De strenge winter eiste ook zijn tol. Amsterdam kende in die periode enkele zeer zware branden. Dat kwam ook omdat die ook nog eens moeilijk te bestrijden waren vanwege de strenge vorst. Met man en macht moest ervoor worden gezorgd om water op te pompen uit bevroren grachten. De befaamde blusboot Jan van der Heijden werd door de dichtgevroren grachten danook behoorlijk gehinderd.

De eerste grote brand was op 21 januari in de Spuistraat die later oversloeg naar het achterliggende Singel. Deze brand kreeg al meteen het stempel van de grootste brand in Amsterdam sinds 1945. In de dagen erna zorgden de uitgebrande panden in dit woonblok voor een ongekend groot publiek dat we tegenwoordig met ramptoerisme zouden aanduiden. De reden hiervoor was niet zozeer de uitgebrande panden alswel de sprookjesachtige aanblik van een ijspaleis.

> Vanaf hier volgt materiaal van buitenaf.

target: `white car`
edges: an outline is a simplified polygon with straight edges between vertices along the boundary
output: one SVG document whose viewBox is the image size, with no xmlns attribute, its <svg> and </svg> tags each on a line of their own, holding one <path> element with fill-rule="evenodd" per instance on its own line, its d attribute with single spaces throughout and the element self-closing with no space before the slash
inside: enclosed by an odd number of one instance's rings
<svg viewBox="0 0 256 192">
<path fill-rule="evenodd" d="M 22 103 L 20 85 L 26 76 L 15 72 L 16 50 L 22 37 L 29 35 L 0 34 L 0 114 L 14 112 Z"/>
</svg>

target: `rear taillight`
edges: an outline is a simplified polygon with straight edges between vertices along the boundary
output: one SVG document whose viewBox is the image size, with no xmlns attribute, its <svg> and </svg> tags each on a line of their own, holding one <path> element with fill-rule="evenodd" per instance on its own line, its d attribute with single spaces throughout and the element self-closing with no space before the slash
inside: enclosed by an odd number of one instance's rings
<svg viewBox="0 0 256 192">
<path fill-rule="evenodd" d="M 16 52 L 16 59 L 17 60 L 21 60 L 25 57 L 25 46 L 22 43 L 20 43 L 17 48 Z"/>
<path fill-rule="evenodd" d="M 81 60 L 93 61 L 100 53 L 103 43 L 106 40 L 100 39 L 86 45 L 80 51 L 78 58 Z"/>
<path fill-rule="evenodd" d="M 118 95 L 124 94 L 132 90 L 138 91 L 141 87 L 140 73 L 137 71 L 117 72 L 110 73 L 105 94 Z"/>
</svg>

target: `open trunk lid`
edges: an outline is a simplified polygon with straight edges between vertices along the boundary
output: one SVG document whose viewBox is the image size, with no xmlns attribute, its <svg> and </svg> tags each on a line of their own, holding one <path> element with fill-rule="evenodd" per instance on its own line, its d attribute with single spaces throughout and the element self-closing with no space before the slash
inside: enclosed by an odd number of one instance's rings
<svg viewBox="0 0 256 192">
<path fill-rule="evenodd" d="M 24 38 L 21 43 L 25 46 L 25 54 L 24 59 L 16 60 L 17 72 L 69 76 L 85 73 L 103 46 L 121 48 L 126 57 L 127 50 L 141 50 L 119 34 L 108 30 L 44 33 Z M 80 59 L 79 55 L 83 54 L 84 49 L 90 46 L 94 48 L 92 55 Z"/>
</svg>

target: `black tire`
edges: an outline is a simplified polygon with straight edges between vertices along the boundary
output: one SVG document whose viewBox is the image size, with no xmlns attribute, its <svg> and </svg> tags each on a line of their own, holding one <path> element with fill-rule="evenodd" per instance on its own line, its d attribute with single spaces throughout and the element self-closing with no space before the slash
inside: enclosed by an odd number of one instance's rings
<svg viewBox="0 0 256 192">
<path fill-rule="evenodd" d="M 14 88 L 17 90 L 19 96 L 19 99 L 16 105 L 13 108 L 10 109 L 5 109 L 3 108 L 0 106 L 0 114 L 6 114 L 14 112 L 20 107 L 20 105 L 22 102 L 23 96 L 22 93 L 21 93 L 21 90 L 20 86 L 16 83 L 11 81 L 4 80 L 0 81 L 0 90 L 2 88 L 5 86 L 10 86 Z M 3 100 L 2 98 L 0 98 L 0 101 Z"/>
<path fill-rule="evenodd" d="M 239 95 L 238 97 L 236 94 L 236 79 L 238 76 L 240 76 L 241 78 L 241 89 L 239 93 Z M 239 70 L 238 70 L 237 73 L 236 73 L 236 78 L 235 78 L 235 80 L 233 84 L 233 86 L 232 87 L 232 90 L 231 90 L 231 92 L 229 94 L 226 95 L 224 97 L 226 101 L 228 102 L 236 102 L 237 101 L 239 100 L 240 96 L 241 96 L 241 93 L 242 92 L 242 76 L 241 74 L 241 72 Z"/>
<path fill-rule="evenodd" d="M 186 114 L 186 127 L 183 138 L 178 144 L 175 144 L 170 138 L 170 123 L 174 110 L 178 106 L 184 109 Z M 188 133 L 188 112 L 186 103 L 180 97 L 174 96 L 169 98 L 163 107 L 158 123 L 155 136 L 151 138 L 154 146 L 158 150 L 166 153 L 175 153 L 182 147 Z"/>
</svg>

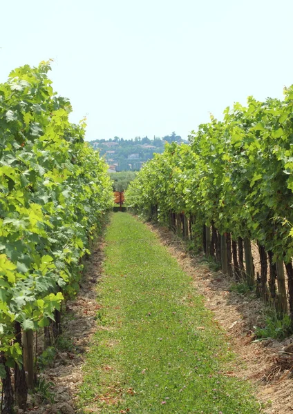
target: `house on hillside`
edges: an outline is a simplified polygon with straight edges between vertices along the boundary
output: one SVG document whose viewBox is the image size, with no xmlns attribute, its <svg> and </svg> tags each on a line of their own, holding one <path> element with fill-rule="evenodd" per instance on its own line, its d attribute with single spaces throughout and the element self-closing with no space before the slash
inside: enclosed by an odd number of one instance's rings
<svg viewBox="0 0 293 414">
<path fill-rule="evenodd" d="M 155 150 L 157 147 L 155 147 L 153 145 L 143 145 L 143 148 L 147 148 L 149 150 Z"/>
<path fill-rule="evenodd" d="M 129 154 L 128 156 L 129 159 L 136 159 L 138 158 L 140 158 L 139 154 Z"/>
<path fill-rule="evenodd" d="M 114 147 L 116 145 L 119 145 L 119 143 L 115 142 L 115 141 L 106 141 L 104 143 L 104 145 L 105 145 L 107 147 Z"/>
</svg>

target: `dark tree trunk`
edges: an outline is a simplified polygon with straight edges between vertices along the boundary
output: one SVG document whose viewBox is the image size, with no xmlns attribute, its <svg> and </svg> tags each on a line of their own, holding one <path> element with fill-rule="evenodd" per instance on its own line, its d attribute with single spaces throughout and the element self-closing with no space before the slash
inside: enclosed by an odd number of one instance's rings
<svg viewBox="0 0 293 414">
<path fill-rule="evenodd" d="M 289 310 L 291 318 L 291 325 L 293 326 L 293 267 L 292 262 L 285 263 L 287 275 L 288 277 Z"/>
<path fill-rule="evenodd" d="M 228 273 L 226 235 L 223 235 L 220 237 L 220 253 L 222 272 L 224 273 L 224 275 L 226 275 Z"/>
<path fill-rule="evenodd" d="M 269 257 L 270 263 L 270 279 L 269 279 L 269 287 L 271 297 L 273 299 L 274 303 L 276 301 L 276 264 L 273 263 L 274 253 L 272 250 L 267 252 L 267 256 Z"/>
<path fill-rule="evenodd" d="M 19 322 L 15 322 L 15 342 L 19 344 L 19 346 L 22 349 L 21 326 Z M 15 392 L 17 404 L 20 408 L 26 411 L 28 399 L 28 386 L 26 381 L 23 360 L 22 360 L 22 364 L 20 367 L 17 364 L 15 364 Z"/>
<path fill-rule="evenodd" d="M 180 214 L 176 214 L 176 233 L 178 237 L 181 237 L 182 226 L 181 226 L 181 217 Z"/>
<path fill-rule="evenodd" d="M 214 226 L 214 221 L 211 222 L 211 247 L 210 247 L 210 255 L 212 257 L 216 259 L 216 251 L 217 245 L 217 230 Z"/>
<path fill-rule="evenodd" d="M 265 302 L 267 302 L 267 259 L 265 246 L 258 243 L 259 258 L 261 261 L 260 293 Z"/>
<path fill-rule="evenodd" d="M 202 226 L 202 246 L 205 255 L 207 255 L 207 233 L 205 231 L 205 224 Z"/>
<path fill-rule="evenodd" d="M 237 241 L 238 245 L 240 275 L 243 280 L 246 280 L 245 273 L 244 270 L 243 239 L 242 237 L 238 237 Z"/>
<path fill-rule="evenodd" d="M 284 275 L 284 264 L 283 260 L 276 260 L 276 277 L 278 282 L 278 302 L 283 313 L 287 310 L 286 282 Z"/>
<path fill-rule="evenodd" d="M 24 369 L 28 373 L 26 381 L 29 390 L 35 388 L 34 371 L 34 333 L 30 329 L 25 331 L 23 339 L 23 365 Z"/>
<path fill-rule="evenodd" d="M 233 277 L 232 270 L 232 256 L 231 254 L 231 233 L 226 233 L 226 244 L 227 244 L 227 270 L 228 275 Z"/>
<path fill-rule="evenodd" d="M 249 286 L 254 284 L 254 266 L 252 253 L 252 244 L 249 239 L 245 237 L 244 242 L 244 254 L 245 256 L 245 273 Z"/>
<path fill-rule="evenodd" d="M 238 262 L 237 257 L 237 241 L 232 239 L 232 256 L 233 256 L 233 265 L 234 267 L 234 277 L 236 282 L 240 280 L 240 268 L 239 264 Z"/>
<path fill-rule="evenodd" d="M 182 229 L 182 239 L 186 239 L 185 215 L 182 213 L 180 214 L 180 219 L 181 219 L 181 228 Z"/>
<path fill-rule="evenodd" d="M 193 231 L 192 231 L 192 225 L 193 225 L 193 216 L 192 215 L 191 215 L 189 217 L 189 237 L 190 237 L 190 239 L 192 241 L 193 239 Z"/>
<path fill-rule="evenodd" d="M 187 240 L 189 240 L 189 228 L 188 226 L 188 219 L 185 214 L 183 214 L 183 218 L 184 218 L 183 222 L 184 222 L 184 228 L 185 228 L 185 230 L 184 230 L 185 238 Z"/>
<path fill-rule="evenodd" d="M 51 335 L 50 333 L 50 327 L 45 326 L 44 328 L 44 348 L 46 349 L 49 346 L 51 346 Z"/>
<path fill-rule="evenodd" d="M 220 235 L 218 230 L 216 230 L 216 244 L 215 244 L 215 250 L 216 250 L 216 259 L 218 263 L 221 262 L 221 253 L 220 253 Z"/>
<path fill-rule="evenodd" d="M 62 333 L 61 328 L 61 312 L 58 309 L 54 310 L 55 321 L 52 323 L 52 331 L 54 338 L 57 338 Z"/>
<path fill-rule="evenodd" d="M 209 226 L 205 226 L 205 244 L 206 255 L 209 257 L 211 255 L 211 228 Z"/>
<path fill-rule="evenodd" d="M 6 359 L 3 353 L 0 354 L 0 364 L 3 364 L 5 366 L 5 371 L 6 376 L 5 378 L 2 378 L 2 386 L 4 393 L 4 398 L 3 400 L 3 407 L 1 414 L 13 414 L 13 406 L 14 406 L 14 398 L 13 398 L 13 388 L 11 384 L 11 375 L 10 369 L 6 365 Z"/>
</svg>

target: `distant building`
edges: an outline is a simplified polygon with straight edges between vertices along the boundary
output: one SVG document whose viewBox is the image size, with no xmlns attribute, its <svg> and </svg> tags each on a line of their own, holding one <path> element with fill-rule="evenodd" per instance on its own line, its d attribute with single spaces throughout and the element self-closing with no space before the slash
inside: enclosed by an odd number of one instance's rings
<svg viewBox="0 0 293 414">
<path fill-rule="evenodd" d="M 144 148 L 148 148 L 149 150 L 155 150 L 155 148 L 157 148 L 157 147 L 154 146 L 153 145 L 143 145 L 142 146 Z"/>
<path fill-rule="evenodd" d="M 119 145 L 118 142 L 115 142 L 115 141 L 107 141 L 106 142 L 103 143 L 103 145 L 105 145 L 106 146 L 108 147 L 111 147 L 111 146 L 115 146 L 115 145 Z"/>
<path fill-rule="evenodd" d="M 140 155 L 139 154 L 130 154 L 128 156 L 128 159 L 136 159 L 138 158 L 140 158 Z"/>
</svg>

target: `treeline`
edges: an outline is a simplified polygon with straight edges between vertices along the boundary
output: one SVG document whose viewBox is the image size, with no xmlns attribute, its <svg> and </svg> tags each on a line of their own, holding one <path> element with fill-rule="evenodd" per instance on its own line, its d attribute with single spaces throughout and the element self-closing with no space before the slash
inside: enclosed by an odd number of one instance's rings
<svg viewBox="0 0 293 414">
<path fill-rule="evenodd" d="M 189 146 L 169 145 L 146 164 L 126 202 L 193 240 L 293 322 L 292 110 L 293 87 L 283 101 L 249 97 L 227 108 L 223 121 L 193 131 Z"/>
<path fill-rule="evenodd" d="M 121 172 L 110 172 L 113 191 L 126 191 L 129 184 L 135 178 L 135 171 L 122 171 Z"/>
<path fill-rule="evenodd" d="M 0 377 L 2 413 L 26 409 L 35 384 L 34 339 L 60 332 L 62 302 L 79 288 L 105 210 L 107 166 L 68 121 L 45 62 L 0 85 Z M 13 380 L 12 379 L 13 375 Z"/>
</svg>

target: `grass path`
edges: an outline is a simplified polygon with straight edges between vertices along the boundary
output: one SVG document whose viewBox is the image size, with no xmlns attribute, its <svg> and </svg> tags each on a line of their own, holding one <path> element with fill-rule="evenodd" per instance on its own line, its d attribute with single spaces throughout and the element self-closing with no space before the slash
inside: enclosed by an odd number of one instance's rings
<svg viewBox="0 0 293 414">
<path fill-rule="evenodd" d="M 82 411 L 258 413 L 248 385 L 225 375 L 232 357 L 227 338 L 147 226 L 127 213 L 113 214 L 105 255 Z"/>
</svg>

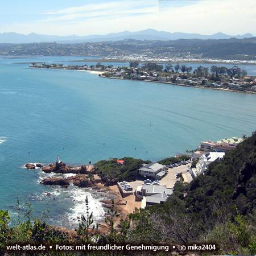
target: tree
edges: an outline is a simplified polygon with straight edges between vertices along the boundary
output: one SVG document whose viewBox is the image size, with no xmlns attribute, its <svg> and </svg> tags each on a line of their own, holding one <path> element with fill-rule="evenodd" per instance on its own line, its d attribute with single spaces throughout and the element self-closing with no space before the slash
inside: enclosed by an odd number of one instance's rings
<svg viewBox="0 0 256 256">
<path fill-rule="evenodd" d="M 111 208 L 108 211 L 109 216 L 106 217 L 105 220 L 105 222 L 110 227 L 110 237 L 112 239 L 114 238 L 114 234 L 115 232 L 115 229 L 114 226 L 114 218 L 117 214 L 117 211 L 115 210 L 114 199 L 112 199 L 111 201 Z"/>
<path fill-rule="evenodd" d="M 89 243 L 90 241 L 90 234 L 92 230 L 94 229 L 95 226 L 93 225 L 93 212 L 90 213 L 89 212 L 89 201 L 86 196 L 85 199 L 86 213 L 85 216 L 82 215 L 81 217 L 81 222 L 79 224 L 78 234 L 82 236 L 85 238 L 85 242 Z"/>
<path fill-rule="evenodd" d="M 172 68 L 172 67 L 173 66 L 172 66 L 172 64 L 171 63 L 167 63 L 166 65 L 164 71 L 166 72 L 169 72 L 170 71 L 170 69 Z"/>
<path fill-rule="evenodd" d="M 133 61 L 130 61 L 130 68 L 138 68 L 138 67 L 139 67 L 139 62 L 137 60 L 134 60 Z"/>
<path fill-rule="evenodd" d="M 180 65 L 179 64 L 177 64 L 177 65 L 175 65 L 174 66 L 174 69 L 175 70 L 176 72 L 177 72 L 180 68 Z"/>
</svg>

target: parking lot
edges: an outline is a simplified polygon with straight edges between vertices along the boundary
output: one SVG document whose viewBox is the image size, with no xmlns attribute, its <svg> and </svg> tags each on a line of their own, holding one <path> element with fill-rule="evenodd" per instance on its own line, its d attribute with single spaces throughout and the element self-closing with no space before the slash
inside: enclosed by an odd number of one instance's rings
<svg viewBox="0 0 256 256">
<path fill-rule="evenodd" d="M 168 169 L 168 174 L 160 180 L 160 185 L 166 185 L 167 188 L 173 188 L 177 180 L 176 175 L 177 174 L 187 173 L 187 169 L 191 164 L 181 165 L 172 168 Z"/>
</svg>

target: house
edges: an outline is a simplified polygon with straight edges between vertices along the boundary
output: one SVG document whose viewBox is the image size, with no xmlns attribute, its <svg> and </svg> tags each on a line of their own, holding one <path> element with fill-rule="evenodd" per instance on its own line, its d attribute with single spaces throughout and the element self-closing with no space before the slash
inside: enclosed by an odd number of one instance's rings
<svg viewBox="0 0 256 256">
<path fill-rule="evenodd" d="M 155 204 L 163 204 L 172 194 L 173 191 L 166 186 L 159 185 L 142 185 L 135 191 L 138 199 L 141 199 L 141 208 Z"/>
<path fill-rule="evenodd" d="M 209 152 L 199 158 L 196 168 L 192 168 L 189 172 L 192 177 L 196 177 L 201 174 L 204 174 L 207 170 L 208 166 L 214 162 L 220 161 L 225 155 L 224 152 Z"/>
<path fill-rule="evenodd" d="M 241 138 L 232 137 L 230 138 L 225 138 L 217 142 L 210 141 L 202 141 L 200 146 L 197 147 L 197 149 L 203 151 L 226 152 L 234 148 L 237 144 L 242 142 L 243 140 Z"/>
<path fill-rule="evenodd" d="M 164 166 L 158 163 L 143 164 L 138 170 L 138 174 L 144 177 L 153 177 L 156 180 L 161 179 L 166 174 Z"/>
</svg>

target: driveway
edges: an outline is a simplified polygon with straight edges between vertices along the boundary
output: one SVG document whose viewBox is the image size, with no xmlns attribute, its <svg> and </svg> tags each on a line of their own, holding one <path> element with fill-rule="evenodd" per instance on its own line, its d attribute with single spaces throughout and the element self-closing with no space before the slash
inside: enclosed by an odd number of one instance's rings
<svg viewBox="0 0 256 256">
<path fill-rule="evenodd" d="M 160 185 L 165 185 L 168 188 L 173 188 L 176 181 L 176 175 L 177 174 L 187 173 L 187 168 L 191 164 L 185 166 L 181 165 L 177 167 L 168 169 L 168 174 L 160 181 Z M 187 182 L 187 181 L 186 181 Z"/>
</svg>

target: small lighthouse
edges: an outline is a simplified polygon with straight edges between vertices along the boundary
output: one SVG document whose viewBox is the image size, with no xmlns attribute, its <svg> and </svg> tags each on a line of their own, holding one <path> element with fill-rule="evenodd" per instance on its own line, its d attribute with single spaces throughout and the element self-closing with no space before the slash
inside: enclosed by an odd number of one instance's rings
<svg viewBox="0 0 256 256">
<path fill-rule="evenodd" d="M 60 157 L 59 156 L 59 155 L 57 156 L 57 159 L 56 159 L 56 164 L 57 165 L 58 164 L 60 163 Z"/>
</svg>

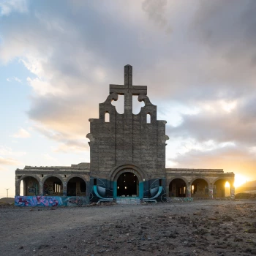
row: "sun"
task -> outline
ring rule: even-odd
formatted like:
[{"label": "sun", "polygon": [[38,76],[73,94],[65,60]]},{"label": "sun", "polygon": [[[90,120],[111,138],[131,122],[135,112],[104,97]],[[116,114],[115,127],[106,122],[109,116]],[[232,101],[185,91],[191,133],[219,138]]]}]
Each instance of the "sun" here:
[{"label": "sun", "polygon": [[241,185],[246,183],[247,180],[248,180],[248,178],[246,176],[244,176],[241,174],[236,174],[235,183],[234,183],[235,187],[240,187]]}]

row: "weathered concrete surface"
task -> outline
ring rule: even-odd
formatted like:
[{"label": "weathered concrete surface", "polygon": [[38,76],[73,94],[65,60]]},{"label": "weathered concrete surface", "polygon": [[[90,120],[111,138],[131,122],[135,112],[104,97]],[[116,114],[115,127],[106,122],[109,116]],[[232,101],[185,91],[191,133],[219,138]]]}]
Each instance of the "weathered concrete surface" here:
[{"label": "weathered concrete surface", "polygon": [[[124,113],[119,114],[112,100],[124,95]],[[157,118],[157,106],[146,96],[147,86],[132,86],[132,67],[124,67],[124,85],[110,85],[110,95],[99,104],[99,118],[90,119],[91,176],[108,178],[122,165],[135,165],[143,180],[165,176],[165,121]],[[132,95],[145,106],[132,113]],[[109,113],[110,121],[105,121]],[[147,115],[151,122],[147,124]]]}]

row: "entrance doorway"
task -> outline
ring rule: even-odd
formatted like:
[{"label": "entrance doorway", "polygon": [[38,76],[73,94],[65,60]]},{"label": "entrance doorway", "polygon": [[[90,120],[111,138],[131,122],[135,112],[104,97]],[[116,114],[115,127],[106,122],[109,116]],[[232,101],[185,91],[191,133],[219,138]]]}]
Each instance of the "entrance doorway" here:
[{"label": "entrance doorway", "polygon": [[186,197],[187,185],[181,178],[173,179],[169,185],[170,197]]},{"label": "entrance doorway", "polygon": [[138,197],[139,181],[135,174],[124,173],[117,180],[118,197]]}]

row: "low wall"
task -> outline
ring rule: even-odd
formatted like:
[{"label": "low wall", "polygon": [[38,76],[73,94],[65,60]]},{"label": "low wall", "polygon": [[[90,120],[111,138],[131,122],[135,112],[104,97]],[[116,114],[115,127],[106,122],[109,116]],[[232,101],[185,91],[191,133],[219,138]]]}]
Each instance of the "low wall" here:
[{"label": "low wall", "polygon": [[82,206],[90,203],[89,197],[15,196],[16,206],[57,207]]}]

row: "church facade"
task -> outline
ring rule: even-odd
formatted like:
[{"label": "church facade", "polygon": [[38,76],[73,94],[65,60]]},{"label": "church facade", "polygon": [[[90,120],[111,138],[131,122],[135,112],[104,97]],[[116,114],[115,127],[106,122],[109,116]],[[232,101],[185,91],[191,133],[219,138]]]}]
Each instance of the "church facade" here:
[{"label": "church facade", "polygon": [[[124,96],[124,113],[112,101]],[[145,105],[132,113],[132,96]],[[91,118],[90,163],[70,167],[30,167],[15,172],[17,206],[75,206],[125,200],[165,201],[167,197],[222,197],[225,184],[234,196],[234,173],[219,169],[165,168],[166,121],[157,120],[147,86],[132,85],[132,67],[124,84],[110,85],[99,118]],[[20,196],[20,183],[23,183]]]}]

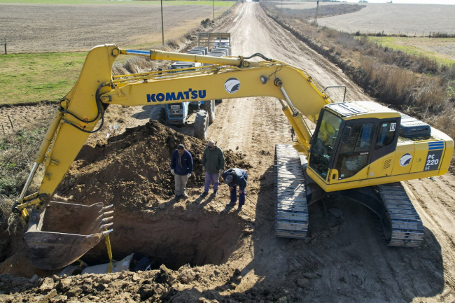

Het record 'grootste brand sinds 1945' hield nog geen vier weken stand toen op zaterdag 16 februari C&A op het Damrak in brand vloog en daarmee gelijk als grootste brand sinds 1945 werd aangeduid. Het monumentale pand van Berlage uit 1894 brandde volledig uit en bracht Amsterdam massaal op de been. Zelf was ik die zaterdag(middag) 'uiteraard' ook ter plekke om getuige te kunnen zijn van deze welhaast historische gebeurtenis waarover nog lang is nagesproken. Sinds kort bezat ik een eigen fototoestelletje en dit was uiteraard hét uitgelezen moment om daarmee in actie te komen. Ik herinner me nog hoe diverse half ontklede etalagepoppen als 'slachtoffer' op de stoep voor het uitgebrande pand lagen.

 

Als 13-jarige stond ook ik hier tussen het samengedromde publiek en maakte met mijn pas gekochte fototoestelletje onderstaande vier foto's van deze spectaculaire brand: twee op het Damrak en twee op de Nieuwendijk.

Bekijk ook deze filmbeelden

Helaas moest het gebouw worden gesloopt. De winkel kreeg een tijdelijke locatie in een van de hallen van de RAI. In het voorjaar van 1963 verscheen een noodgebouw op het water naast de Beurs totdat het nieuwe gebouw in 1968 werd geopend: een afzichtelijke betonkolos die in de toenmalige DDR niet had misstaan, maar op deze plek zoveel maar kon detoneerde met de rest van het Damrak...!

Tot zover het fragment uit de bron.